Over the course of millennia, water and wind have slowly etched the path, known as the Parowan Gap, creating a slot now wide enough for a two-lane road. For most travelers, the Gap is a relatively obscure pit stop on the drive through south-central Utah. But for the Indigenous Hopi tribe, the gap is sacred—once used by their ancestors as they migrated to Tuuwanasavi (earth center).

This is Smoot’s second career. Before becoming a mountain guide, he was an oil and gas man; a professional about-face that makes me like him even more. “Now, my goal in life is to teach the younger generation about the beauty that’s out here,” he says. “And the importance of not being just takers, but to find ways to give back.” He does this by leading youth groups out into the wilderness on excursions just like this. 

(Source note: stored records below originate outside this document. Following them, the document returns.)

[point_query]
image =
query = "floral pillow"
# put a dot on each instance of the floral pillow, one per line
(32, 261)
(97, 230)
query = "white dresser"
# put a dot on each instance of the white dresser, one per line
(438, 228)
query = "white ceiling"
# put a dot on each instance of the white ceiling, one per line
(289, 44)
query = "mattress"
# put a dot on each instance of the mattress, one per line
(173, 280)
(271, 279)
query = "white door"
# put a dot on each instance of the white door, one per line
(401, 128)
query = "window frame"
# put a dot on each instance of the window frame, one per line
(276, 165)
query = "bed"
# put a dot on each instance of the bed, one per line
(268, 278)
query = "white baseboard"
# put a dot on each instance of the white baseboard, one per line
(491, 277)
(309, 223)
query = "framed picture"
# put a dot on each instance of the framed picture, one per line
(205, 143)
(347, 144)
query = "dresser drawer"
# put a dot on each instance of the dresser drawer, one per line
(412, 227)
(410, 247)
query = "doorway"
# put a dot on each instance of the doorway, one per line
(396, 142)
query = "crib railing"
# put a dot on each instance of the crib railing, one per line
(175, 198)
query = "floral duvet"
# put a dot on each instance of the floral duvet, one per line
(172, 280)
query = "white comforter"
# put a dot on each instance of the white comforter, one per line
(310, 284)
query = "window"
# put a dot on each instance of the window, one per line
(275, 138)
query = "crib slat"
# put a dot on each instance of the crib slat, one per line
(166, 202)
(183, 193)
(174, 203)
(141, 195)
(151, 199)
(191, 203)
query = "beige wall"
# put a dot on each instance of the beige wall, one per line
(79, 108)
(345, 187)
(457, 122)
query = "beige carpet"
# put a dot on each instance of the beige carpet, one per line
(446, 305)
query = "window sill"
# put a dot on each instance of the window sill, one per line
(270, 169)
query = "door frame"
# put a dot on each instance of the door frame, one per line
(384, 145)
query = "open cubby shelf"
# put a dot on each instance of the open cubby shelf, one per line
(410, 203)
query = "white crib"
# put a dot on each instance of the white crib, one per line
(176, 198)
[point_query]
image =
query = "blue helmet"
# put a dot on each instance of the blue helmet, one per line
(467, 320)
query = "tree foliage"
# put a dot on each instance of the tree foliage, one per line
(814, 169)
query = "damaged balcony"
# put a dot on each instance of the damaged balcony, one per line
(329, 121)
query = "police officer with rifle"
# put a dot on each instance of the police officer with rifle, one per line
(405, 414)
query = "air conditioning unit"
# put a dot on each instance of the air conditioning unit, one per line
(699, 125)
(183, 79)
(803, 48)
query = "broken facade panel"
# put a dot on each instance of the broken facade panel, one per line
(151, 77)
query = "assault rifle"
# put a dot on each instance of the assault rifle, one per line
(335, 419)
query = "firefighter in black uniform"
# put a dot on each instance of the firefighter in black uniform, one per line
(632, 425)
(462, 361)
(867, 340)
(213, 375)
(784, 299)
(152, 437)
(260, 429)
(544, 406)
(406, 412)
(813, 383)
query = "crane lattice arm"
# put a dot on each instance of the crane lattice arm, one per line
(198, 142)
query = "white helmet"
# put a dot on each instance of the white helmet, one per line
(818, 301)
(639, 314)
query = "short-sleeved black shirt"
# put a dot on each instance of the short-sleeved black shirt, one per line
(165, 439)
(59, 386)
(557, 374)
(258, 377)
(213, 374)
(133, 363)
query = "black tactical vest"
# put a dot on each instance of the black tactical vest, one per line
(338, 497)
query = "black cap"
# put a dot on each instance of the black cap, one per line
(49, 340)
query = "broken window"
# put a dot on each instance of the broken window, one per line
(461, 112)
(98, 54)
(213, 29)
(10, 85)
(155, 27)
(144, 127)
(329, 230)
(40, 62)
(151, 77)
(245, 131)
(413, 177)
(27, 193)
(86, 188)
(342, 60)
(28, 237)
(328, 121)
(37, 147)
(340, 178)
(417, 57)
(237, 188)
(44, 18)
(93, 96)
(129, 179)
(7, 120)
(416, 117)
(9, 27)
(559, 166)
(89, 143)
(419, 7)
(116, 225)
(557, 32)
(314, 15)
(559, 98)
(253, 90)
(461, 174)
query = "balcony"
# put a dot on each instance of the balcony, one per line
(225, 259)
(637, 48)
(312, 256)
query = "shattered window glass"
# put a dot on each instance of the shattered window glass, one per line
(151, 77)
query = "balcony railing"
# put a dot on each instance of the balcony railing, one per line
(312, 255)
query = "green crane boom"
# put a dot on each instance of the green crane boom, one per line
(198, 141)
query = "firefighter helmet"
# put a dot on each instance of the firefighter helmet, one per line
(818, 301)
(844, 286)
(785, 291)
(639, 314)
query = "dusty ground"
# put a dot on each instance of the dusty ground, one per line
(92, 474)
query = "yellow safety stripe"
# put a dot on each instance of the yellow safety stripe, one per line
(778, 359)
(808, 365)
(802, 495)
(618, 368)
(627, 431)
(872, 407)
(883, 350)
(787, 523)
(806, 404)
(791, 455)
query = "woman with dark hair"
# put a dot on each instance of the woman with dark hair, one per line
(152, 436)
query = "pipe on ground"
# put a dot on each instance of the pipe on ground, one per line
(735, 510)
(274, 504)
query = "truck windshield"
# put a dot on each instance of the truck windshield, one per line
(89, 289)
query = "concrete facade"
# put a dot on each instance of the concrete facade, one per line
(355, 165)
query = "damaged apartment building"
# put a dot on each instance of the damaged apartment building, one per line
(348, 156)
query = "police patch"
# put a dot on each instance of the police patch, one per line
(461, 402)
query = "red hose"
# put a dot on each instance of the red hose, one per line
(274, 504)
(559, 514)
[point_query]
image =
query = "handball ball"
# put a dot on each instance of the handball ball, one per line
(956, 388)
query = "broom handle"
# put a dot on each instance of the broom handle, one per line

I’ll admit, seeing this part of Utah on snowshoes—once I’ve found my stride—is certainly calming. The air out here is scented with crisp conifer; my eyes track the winding Bear River as it flows all the way to the Great Salt Lake. I can see why Smoot loves this land, and I’m glad this land has such a passionate advocate in a gas-man-turned-guide like Smoot. 

Do: Eat at Angie’s, a locally owned and locally loved diner.

Donate: The Nature Conservancy, who are striving to protect areas like Bear River.

Despite having seen The Book of Mormon musical three times, my knowledge of Salt Lake City is, admittedly, lacking. Skewed, even. I didn’t know Mark Twain once met Brigham Young, the second president of the Church of Jesus Christ of Latter-day Saints; and I had no clue about the city’s thriving, super-local food scene. 

“Oh yeah, our food scene is very underattended,” chef Ray Mucillo says, offering me a hunk of cheddar cheese, made “cow-to-cave”—as Mucillo calls it—at a nearby farm and flavored with butter and duck fat. “We’re trying here to make food that’s high quality, that helps support the farms and that’s also good for the environment.” Because, as it turns out, Utah has a lot of farms. More than 18,000 of them.

But where did this foodie scene come from? Mucillo attributes some of it to the influence of Mormonism, with its foundational beliefs rooted in self-sustainability, self-sufficiency and working as a community. But the agricultural industry in the state is also thriving, so a connection to the food source is closer to home here, literally. “I think that’s encouraged a lot of Utahns to develop an interest in foodie culture… We have restaurants here that deserve Michelin stars.”

Table X is one of those restaurants. With a kitchen garden out the back, and a parking lot lined with fruit trees, its seven-course tasting menu is a farm-to-table feat. And feast. From the lamb shoulder topped with stinging nettle cream to the delicate trout poached in a brown butter nage (French broth), I can’t choose a favorite. But I do know Salt Lake City has just become one of my favorite food scenes.

Do: Pick up a local charcuterie board and head out to Antelope Island State Park.

Donate: New Roots help refugees in Salt Lake City feed themselves through small-scale urban farms and community gardens.

Today, I’m searching for a petroglyph panel that dates back over a thousand years. It’s baking as we hike one of the many canyon beds, kicking up sand as we scour the area for markings. I stop in the shade of a sandstone cliff, a vulture circling overhead, and try to imagine the Hitsatsinom here, walking in their moccasins down this very trail.

Despite our vigilance, there are no signs of petroglyphs, so as the sun tracks higher, we decide to turn around. And it’s only then that we spot the bighorn sheep carved into a wall about 10 feet (three meters) off the ground. Beside that, we spy the anthropomorphic figures, followed by the spiraling symbols. We had missed the entire panel.